Город снов
Шрифт:
– У тебя что, скучное детство было? Ты дралась в детстве?
– Да! Таких, как ты избивала.
– Ты меня передразниваешь, тебе неинтересно? Расскажи что-нибудь про себя.
– Да рассказывай, вон картошке интересно.
Картошка сидела на лавочке и улыбалась, этакое картофельное счастье.
– А вот и не подеретесь, - завопила она, когда я обхватил Саламандру сзади за талию и стал поднимать и подпихивать ее коленом, желая, ее обнять и отшлепать одновременно.
– Ну, отстань, хватит!
– Ты мне не даешь ничего сказать, и сама ничего рассказывать не хочешь, - выговаривал ее я, садясь на лавку.
– Я же тебя не затыкаю. Рассказывай. Просто мне не интересно тебя слушать. Я честно сказала правду, что я врать должна?
– Не должна.
– Почему гадости… Мне просто не интересно. Это ты остальное накручиваешь.
– Я не хочу ничего уже рассказывать. В тебе что-то накипело, а сегодня прорвало, и я вижу твое реальное отношение.
– Ну, почему ты так судишь. Мне же так только сейчас. Почему людям нельзя сказать правду - они сразу обижаются?
– Людям не нужна правда, никому она не нужна.
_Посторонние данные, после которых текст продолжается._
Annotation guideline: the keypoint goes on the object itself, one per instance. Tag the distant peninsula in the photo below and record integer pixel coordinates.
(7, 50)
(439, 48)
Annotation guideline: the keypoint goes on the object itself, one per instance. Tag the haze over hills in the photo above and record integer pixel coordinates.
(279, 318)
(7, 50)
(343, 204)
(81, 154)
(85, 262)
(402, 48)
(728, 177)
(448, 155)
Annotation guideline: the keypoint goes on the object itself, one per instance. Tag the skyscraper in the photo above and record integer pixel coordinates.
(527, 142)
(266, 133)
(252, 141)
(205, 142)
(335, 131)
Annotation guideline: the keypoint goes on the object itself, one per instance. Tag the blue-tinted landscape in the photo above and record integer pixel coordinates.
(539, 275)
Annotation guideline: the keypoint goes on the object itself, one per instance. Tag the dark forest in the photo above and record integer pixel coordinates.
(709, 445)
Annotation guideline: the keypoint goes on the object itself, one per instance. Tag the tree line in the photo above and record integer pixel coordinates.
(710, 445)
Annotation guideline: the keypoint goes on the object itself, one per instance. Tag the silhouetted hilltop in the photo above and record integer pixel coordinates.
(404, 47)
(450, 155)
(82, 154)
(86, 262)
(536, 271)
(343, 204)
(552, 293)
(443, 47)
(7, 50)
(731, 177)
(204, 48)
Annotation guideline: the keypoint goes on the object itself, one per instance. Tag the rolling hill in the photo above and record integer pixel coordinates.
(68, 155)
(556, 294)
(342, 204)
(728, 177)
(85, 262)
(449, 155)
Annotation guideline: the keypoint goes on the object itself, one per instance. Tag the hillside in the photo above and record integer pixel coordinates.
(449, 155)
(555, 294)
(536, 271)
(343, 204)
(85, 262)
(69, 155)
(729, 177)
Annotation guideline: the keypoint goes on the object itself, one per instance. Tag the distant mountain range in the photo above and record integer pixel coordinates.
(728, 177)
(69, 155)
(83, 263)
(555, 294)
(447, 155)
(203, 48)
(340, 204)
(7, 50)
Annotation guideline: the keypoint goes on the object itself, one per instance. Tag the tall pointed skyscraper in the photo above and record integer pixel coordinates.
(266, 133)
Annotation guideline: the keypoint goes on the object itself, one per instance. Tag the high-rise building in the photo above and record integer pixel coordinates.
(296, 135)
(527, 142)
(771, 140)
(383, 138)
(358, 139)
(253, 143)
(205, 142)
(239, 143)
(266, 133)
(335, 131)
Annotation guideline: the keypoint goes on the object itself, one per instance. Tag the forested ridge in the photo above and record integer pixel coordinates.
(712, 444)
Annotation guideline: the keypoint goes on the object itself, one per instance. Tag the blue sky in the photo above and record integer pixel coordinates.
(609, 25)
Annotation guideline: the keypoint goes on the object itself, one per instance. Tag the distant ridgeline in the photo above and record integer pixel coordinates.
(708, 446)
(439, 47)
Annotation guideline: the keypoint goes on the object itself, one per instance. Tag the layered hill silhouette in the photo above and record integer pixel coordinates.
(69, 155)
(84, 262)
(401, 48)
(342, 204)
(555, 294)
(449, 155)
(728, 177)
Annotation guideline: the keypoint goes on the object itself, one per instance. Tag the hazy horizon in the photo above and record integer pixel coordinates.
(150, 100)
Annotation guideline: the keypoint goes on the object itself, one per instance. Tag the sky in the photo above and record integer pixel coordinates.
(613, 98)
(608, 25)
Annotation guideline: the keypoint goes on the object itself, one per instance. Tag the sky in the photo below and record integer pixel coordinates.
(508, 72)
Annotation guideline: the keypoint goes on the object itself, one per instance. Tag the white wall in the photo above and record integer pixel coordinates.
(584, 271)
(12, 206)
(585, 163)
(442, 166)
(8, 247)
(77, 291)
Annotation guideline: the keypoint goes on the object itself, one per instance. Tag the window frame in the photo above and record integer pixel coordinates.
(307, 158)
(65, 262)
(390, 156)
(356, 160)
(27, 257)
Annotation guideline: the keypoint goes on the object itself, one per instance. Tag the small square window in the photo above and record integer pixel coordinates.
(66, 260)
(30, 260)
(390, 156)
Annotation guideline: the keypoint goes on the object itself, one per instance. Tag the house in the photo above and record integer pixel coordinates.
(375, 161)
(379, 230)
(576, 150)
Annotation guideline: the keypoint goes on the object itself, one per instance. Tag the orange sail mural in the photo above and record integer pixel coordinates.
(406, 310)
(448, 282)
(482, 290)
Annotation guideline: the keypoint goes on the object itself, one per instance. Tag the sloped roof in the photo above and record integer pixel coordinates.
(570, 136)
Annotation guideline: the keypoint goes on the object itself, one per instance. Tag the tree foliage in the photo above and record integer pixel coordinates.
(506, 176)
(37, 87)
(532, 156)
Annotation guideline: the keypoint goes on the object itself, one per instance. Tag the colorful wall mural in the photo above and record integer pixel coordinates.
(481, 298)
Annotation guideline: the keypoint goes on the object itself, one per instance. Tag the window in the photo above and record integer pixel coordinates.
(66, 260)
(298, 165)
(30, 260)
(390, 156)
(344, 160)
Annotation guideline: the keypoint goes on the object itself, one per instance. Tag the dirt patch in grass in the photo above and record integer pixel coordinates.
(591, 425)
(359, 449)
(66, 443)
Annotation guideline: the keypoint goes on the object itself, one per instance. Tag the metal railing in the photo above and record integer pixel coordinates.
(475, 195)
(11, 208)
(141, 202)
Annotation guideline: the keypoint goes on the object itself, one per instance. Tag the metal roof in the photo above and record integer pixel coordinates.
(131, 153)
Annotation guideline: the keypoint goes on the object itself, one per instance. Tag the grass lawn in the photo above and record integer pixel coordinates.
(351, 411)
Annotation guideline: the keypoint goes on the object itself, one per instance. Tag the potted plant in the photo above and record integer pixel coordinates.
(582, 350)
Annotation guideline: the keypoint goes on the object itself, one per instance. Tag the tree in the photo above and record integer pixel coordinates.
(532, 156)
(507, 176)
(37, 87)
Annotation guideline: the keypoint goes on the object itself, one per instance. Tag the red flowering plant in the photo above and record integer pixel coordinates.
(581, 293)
Всем нужна красивая ложь.
– Правда глаза колет, - вмешалась картошка.
Я уже насупился и сделал вид, что обиделся, хотя больше испытывал удивление, Саламандра была другой.
– Тебе нравится мне гадости вывозить?
– Да, нет же. Ты меня не понимаешь.
– Прекрасно понимаю, у тебя просто бычка. Исконак мне рассказывал, что у тебя бывает такое под планом.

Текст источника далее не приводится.